5. En se bornant à faire valoir que le décret n° 2017-1094 du 12 juin 2017, entré en vigueur le 1er août 2017, imposait aux personnes morales immatriculées avant le 1er août 2017 au registre du commerce et des sociétés de procéder au dépôt du document relatif aux bénéficiaires effectifs au plus tard le 1er avril 2018 et que les personnes morales concernées ont pour la plupart régularisé leur situation dans les mois précédant l'expiration du délai, et à établir, par les relevés d'extraction de facturation, que les recettes perçues à raison des actes réalisés au titre des déclarations de bénéficiaires effectifs se sont effectivement révélées très supérieures en 2018, par rapport aux montants constatés en 2017 et 2019, et en l'absence de tout document concret permettant d'analyser l'activité globale de chacun des titulaires de bénéfices dans l'ensemble des activités exercées par la société, M. A et Mme C ne mettent pas le tribunal en mesure de constater que la différence de revenu constatée au titre de l'année 2018 procèderait d'un surcroit d'activité ouvrant droit à un CIMR complémentaire sur le fondement du 3° du 3 du E du II de l'article 60 de la loi du 29 décembre 2016.

6. En second lieu, le paragraphe n° 40 de l'interprétation administrative référencée BOI-IR-PAS-50-10-20-20 du 31 octobre 2018 énonce que : " Compte tenu du mode de formation des bénéfices réalisés par les travailleurs indépendants, le caractère non exceptionnel des BIC, BNC et BA est apprécié en comparant les bénéfices réalisés au titre de l'exercice 2018 à ceux réalisés au titre des années 2015, 2016, 2017, puis, le cas échéant, 2019. / Cette comparaison permet d'apprécier sur la base d'une référence pluriannuelle le caractère exceptionnel ou non de l'activité du travailleur indépendant en 2018. " Le paragraphe n° 170 de la même interprétation énonce que : " Le surcroît d'activité ponctuel en 2018 peut notamment résulter de l'exécution d'une commande ou d'une prestation occasionnelle spécifiquement négociée au titre de cette année. / L'entreprise est également fondée à formuler une telle réclamation lorsque la variation de l'activité a pour origine une évolution de sa politique commerciale. () La justification de ces situations doit être apportée par tous moyens. Le contribuable ne pourra pas bénéficier de la restitution de la fraction de CIMR en l'absence d'éléments tangibles permettant de démontrer le caractère objectif du ou des événements invoqués à titre de justification du surcroît d'activité. ". A supposer qu'ils aient entendu s'en prévaloir, les doctrines administratives invoquées par les requérants ne contiennent aucune interprétation de la loi fiscale différente de ce qui précède et ne sont à cet égard pas invocables sur le fondement des dispositions de l'article L. 80 A du livre des procédures fiscales.
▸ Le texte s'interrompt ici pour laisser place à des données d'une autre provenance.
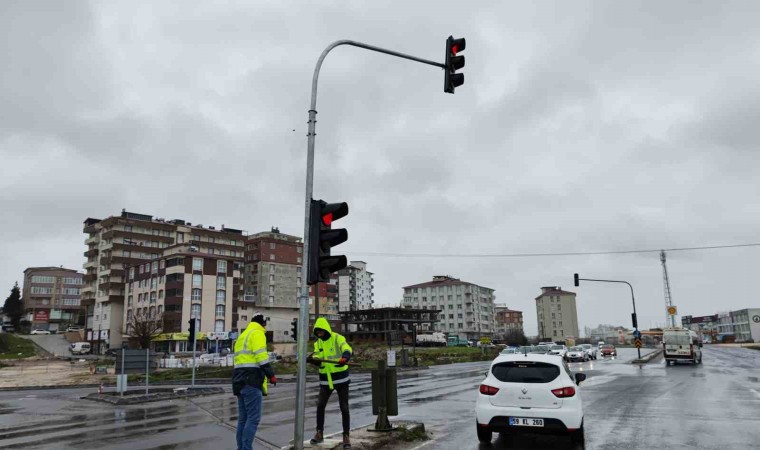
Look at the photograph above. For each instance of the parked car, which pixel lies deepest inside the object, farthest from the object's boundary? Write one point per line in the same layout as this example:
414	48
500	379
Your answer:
79	348
559	350
533	394
590	350
679	344
577	353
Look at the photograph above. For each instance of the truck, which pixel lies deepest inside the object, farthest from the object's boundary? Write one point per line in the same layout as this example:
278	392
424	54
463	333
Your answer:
431	340
456	341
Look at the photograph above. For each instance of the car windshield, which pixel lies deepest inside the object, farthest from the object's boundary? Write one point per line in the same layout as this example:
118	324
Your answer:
525	372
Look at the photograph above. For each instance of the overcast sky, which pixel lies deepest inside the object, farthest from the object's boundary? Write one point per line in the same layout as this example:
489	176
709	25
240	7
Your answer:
580	127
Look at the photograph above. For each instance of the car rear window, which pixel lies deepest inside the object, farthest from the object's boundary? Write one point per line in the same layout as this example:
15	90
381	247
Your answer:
525	372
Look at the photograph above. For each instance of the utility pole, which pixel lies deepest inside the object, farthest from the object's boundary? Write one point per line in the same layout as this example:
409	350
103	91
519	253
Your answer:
451	81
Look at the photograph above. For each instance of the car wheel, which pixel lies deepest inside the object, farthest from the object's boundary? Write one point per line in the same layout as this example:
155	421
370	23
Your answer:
484	434
578	438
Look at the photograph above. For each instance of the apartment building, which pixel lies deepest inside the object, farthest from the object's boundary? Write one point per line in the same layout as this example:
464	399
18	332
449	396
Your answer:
185	283
507	321
355	287
51	297
557	314
466	309
131	239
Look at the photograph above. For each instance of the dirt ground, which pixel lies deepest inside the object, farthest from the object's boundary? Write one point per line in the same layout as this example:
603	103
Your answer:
49	372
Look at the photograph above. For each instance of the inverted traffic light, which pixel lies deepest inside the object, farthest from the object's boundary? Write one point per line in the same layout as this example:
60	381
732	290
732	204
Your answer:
454	62
322	238
294	329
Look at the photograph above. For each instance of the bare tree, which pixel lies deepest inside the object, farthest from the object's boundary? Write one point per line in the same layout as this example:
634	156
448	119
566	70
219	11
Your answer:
143	328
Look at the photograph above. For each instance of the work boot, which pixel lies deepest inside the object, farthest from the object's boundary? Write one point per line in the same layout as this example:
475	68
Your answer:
317	439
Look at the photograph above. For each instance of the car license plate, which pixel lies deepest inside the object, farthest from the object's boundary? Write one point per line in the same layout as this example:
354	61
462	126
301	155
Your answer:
523	422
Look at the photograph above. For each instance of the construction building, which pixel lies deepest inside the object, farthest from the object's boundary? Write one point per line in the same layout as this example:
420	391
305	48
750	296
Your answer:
557	314
355	287
131	239
467	310
51	297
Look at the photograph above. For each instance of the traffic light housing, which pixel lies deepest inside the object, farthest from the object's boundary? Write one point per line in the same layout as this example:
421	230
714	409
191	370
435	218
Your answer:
454	62
322	238
191	330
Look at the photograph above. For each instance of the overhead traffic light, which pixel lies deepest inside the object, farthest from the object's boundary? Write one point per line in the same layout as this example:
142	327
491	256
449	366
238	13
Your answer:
454	62
294	329
322	238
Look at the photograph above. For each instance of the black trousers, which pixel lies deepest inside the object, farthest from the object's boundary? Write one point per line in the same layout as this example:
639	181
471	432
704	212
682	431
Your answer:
324	396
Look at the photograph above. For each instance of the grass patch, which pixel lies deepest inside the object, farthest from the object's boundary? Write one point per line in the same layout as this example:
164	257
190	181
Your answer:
14	347
413	434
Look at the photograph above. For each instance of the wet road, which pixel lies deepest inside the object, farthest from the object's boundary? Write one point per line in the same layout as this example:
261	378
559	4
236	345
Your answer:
711	406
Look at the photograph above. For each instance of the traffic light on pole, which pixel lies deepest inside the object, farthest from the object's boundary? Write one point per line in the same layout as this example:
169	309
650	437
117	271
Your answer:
294	329
322	238
191	330
454	62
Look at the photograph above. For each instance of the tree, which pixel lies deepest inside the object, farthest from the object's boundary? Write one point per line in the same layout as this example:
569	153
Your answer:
14	307
143	328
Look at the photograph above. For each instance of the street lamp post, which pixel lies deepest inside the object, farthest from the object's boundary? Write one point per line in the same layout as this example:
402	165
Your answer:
634	319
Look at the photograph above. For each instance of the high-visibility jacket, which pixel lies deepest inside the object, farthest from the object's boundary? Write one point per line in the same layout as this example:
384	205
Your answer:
333	348
251	358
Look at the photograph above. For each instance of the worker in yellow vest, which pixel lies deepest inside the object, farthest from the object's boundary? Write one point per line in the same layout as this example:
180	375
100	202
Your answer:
249	379
331	346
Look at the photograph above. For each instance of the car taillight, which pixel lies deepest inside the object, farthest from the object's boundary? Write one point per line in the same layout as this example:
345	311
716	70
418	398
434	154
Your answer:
564	392
488	390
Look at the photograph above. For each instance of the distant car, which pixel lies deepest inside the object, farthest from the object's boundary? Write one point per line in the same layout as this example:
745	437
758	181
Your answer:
529	394
577	353
590	350
559	350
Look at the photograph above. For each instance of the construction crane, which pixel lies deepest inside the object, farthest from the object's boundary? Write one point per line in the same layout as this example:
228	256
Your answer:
668	296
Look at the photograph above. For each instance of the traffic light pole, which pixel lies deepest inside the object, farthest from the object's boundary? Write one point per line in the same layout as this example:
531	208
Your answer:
633	299
303	314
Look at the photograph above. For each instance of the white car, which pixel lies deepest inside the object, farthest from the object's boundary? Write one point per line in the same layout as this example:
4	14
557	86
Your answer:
530	394
559	350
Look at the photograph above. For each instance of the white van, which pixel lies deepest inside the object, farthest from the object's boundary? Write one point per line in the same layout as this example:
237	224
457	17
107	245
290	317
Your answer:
80	348
680	344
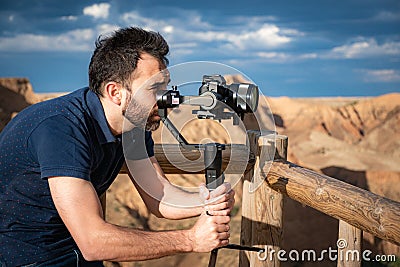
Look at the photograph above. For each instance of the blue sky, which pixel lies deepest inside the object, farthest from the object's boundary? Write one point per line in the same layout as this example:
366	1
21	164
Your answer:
294	48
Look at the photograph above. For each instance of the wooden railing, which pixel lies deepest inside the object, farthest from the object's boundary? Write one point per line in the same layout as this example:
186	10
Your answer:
262	225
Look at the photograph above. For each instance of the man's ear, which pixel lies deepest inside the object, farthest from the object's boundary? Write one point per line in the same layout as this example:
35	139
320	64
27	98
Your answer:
113	92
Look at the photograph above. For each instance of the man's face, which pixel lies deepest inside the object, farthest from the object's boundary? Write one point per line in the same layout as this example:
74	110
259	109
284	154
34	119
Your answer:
141	104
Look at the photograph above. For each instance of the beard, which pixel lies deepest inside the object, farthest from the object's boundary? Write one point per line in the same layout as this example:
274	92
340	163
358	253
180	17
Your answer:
139	115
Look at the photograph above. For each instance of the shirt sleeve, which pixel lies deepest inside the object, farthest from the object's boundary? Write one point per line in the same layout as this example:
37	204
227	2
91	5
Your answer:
61	148
138	144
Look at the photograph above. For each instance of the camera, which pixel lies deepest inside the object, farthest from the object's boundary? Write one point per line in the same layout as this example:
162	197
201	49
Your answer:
214	96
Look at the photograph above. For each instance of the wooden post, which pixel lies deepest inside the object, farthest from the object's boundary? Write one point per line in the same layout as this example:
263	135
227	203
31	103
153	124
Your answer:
248	201
349	245
261	206
103	202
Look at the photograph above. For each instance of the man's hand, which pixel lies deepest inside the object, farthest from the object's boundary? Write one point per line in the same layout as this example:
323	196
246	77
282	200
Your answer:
220	201
209	232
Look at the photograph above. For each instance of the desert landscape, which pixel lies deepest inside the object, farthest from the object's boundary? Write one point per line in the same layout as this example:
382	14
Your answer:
356	140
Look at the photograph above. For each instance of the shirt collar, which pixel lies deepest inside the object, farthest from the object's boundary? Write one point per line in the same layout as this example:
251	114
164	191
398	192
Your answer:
96	110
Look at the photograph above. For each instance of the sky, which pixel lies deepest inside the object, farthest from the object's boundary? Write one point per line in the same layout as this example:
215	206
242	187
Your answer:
307	48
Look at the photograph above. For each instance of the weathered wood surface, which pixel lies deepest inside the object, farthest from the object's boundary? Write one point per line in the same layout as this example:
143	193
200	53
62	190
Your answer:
349	245
175	160
369	212
262	207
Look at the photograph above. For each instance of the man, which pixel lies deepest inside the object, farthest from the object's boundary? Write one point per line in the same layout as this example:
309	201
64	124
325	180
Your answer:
57	157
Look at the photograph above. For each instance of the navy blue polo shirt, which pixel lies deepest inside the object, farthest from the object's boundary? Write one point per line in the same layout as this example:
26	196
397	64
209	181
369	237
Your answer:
65	136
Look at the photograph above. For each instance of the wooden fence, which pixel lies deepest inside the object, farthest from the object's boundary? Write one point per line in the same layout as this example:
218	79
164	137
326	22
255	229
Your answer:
262	225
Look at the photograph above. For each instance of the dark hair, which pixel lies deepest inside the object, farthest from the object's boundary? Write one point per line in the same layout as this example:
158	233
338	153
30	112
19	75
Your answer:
115	57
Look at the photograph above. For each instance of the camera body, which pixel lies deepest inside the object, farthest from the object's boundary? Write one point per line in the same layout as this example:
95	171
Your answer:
214	96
7. Il résulte de tout ce qui précède que la requête de M. A et Mme C ne peut qu'être rejetée dans toutes ses conclusions.

D E C I D E :

Article 1er : La requête de M. A et Mme C est rejetée.
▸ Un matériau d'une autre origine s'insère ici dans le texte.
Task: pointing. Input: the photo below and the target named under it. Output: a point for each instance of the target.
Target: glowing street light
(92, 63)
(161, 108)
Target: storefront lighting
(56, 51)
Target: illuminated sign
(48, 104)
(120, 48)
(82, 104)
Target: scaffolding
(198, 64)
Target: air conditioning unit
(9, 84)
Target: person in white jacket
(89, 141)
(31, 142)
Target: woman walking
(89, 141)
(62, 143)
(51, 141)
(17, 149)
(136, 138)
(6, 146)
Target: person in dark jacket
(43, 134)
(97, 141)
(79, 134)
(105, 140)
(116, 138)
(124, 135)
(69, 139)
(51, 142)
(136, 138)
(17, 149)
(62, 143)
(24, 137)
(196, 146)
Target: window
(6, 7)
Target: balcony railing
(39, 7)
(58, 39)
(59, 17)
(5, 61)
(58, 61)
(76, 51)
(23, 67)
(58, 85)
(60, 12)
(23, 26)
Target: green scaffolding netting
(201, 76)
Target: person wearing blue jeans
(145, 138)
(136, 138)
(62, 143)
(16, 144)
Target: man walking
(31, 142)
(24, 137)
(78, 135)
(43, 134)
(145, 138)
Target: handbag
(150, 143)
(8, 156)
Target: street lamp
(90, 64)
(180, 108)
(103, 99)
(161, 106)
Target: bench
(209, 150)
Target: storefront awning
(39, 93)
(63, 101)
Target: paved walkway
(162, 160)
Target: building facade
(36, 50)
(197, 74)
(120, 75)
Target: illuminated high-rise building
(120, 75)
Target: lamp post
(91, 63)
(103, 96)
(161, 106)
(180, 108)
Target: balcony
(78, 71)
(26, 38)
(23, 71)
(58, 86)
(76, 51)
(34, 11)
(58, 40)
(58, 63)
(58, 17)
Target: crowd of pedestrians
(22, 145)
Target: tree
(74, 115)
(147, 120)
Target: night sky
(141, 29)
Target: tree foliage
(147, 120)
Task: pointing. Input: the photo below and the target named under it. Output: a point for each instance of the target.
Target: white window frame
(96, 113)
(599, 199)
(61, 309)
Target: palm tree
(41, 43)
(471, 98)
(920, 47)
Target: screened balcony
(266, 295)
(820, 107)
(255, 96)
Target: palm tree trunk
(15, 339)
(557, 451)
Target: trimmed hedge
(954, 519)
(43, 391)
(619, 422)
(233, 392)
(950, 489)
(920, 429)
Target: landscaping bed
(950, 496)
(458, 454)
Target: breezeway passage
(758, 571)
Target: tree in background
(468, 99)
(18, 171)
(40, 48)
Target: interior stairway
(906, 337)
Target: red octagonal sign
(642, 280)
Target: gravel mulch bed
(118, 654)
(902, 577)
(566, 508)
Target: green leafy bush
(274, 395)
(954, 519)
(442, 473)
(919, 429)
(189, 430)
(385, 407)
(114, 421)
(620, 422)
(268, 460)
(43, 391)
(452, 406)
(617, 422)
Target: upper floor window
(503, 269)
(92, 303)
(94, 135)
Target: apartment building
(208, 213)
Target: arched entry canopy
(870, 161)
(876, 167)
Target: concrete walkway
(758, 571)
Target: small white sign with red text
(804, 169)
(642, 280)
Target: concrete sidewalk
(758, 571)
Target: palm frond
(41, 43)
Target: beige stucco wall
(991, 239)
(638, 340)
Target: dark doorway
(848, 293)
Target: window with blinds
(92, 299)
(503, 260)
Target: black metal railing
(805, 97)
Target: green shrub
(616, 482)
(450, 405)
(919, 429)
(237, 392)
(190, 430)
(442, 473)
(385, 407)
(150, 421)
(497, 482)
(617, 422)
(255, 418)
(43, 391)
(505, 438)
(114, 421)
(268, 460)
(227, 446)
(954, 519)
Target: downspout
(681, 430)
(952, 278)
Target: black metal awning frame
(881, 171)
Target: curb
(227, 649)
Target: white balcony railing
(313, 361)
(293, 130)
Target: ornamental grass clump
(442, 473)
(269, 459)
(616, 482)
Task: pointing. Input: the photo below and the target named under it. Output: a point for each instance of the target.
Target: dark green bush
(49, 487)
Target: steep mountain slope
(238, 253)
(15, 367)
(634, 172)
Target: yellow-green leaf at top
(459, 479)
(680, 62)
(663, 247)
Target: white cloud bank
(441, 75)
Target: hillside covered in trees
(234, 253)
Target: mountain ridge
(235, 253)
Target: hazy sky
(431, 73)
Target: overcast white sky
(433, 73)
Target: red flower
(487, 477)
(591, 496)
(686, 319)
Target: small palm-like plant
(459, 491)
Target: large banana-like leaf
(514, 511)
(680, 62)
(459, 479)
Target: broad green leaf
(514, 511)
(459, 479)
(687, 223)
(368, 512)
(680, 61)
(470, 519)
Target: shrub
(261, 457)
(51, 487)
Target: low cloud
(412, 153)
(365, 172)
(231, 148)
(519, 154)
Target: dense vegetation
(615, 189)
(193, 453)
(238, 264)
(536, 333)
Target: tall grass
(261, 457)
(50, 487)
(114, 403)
Article 2 : Le présent jugement sera notifié à M. D A, à Mme B C et au directeur départemental des finances publiques des Yvelines.
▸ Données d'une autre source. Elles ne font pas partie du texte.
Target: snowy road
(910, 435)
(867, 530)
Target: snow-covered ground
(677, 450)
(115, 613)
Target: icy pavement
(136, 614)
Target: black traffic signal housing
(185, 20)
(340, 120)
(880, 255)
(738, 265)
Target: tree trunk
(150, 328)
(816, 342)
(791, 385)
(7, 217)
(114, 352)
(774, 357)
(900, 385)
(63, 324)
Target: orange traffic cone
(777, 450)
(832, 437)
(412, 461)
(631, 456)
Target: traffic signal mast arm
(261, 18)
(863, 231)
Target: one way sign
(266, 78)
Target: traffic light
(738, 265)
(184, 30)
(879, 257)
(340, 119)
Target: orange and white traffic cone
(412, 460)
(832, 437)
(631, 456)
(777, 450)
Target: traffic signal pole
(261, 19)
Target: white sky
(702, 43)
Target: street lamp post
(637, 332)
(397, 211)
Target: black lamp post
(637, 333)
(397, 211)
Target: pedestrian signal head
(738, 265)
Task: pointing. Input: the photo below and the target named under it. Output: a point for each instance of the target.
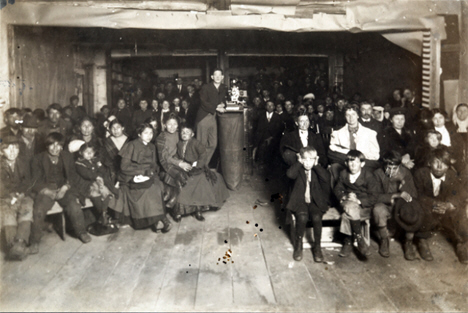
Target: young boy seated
(309, 198)
(357, 191)
(15, 204)
(442, 201)
(396, 187)
(55, 179)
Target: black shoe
(167, 226)
(424, 250)
(177, 218)
(199, 216)
(18, 251)
(172, 201)
(297, 255)
(410, 250)
(384, 248)
(347, 247)
(362, 246)
(462, 253)
(318, 256)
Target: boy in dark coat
(396, 187)
(309, 198)
(357, 191)
(55, 179)
(15, 203)
(442, 201)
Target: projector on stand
(236, 105)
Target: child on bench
(15, 203)
(357, 191)
(309, 198)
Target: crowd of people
(399, 164)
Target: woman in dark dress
(112, 145)
(86, 133)
(194, 187)
(140, 201)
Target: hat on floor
(408, 216)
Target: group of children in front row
(435, 197)
(29, 191)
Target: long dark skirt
(140, 207)
(199, 192)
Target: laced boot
(297, 255)
(347, 247)
(357, 235)
(384, 248)
(317, 251)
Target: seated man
(55, 179)
(77, 112)
(268, 134)
(15, 204)
(54, 123)
(396, 187)
(302, 137)
(367, 120)
(442, 201)
(353, 136)
(12, 119)
(357, 191)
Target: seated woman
(112, 145)
(55, 180)
(140, 200)
(184, 161)
(432, 141)
(84, 133)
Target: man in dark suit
(293, 141)
(442, 201)
(12, 119)
(268, 134)
(309, 198)
(366, 118)
(212, 100)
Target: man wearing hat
(366, 119)
(396, 187)
(397, 137)
(12, 119)
(28, 142)
(442, 201)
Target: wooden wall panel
(44, 68)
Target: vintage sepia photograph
(233, 156)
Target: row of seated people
(137, 181)
(371, 176)
(413, 137)
(174, 182)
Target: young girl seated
(94, 181)
(432, 141)
(204, 188)
(15, 203)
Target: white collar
(435, 178)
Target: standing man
(212, 99)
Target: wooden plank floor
(183, 270)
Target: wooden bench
(331, 225)
(57, 209)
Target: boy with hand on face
(15, 204)
(357, 191)
(309, 198)
(396, 188)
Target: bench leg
(365, 225)
(62, 226)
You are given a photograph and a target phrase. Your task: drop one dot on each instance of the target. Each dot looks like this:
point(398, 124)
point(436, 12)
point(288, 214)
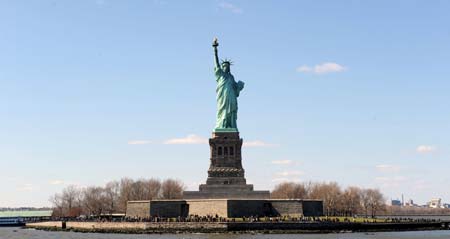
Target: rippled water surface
point(17, 233)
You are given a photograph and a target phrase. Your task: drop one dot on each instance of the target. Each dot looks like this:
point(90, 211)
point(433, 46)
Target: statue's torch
point(215, 42)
Délibéré après l'audience du 18 juin 2024, à laquelle siégeaient :

M. Féral, président,

Mme Bartnicki, première conseillère,

Mme Ghiandoni, première conseillère,

Rendu public par mise à disposition au greffe le 9 juillet 2024.

La rapporteure,

Signé

S. Ghiandoni

Le président,

Signé

R. FéralLa greffière,

Signé

V. Retby

La République mande et ordonne au ministre de l'économie, des finances et de la souveraineté industrielle et numérique en ce qui le concerne ou à tous commissaires de justice à ce requis en ce qui concerne les voies de droit commun, contre les parties privées, de pourvoir à l'exécution de la présente décision.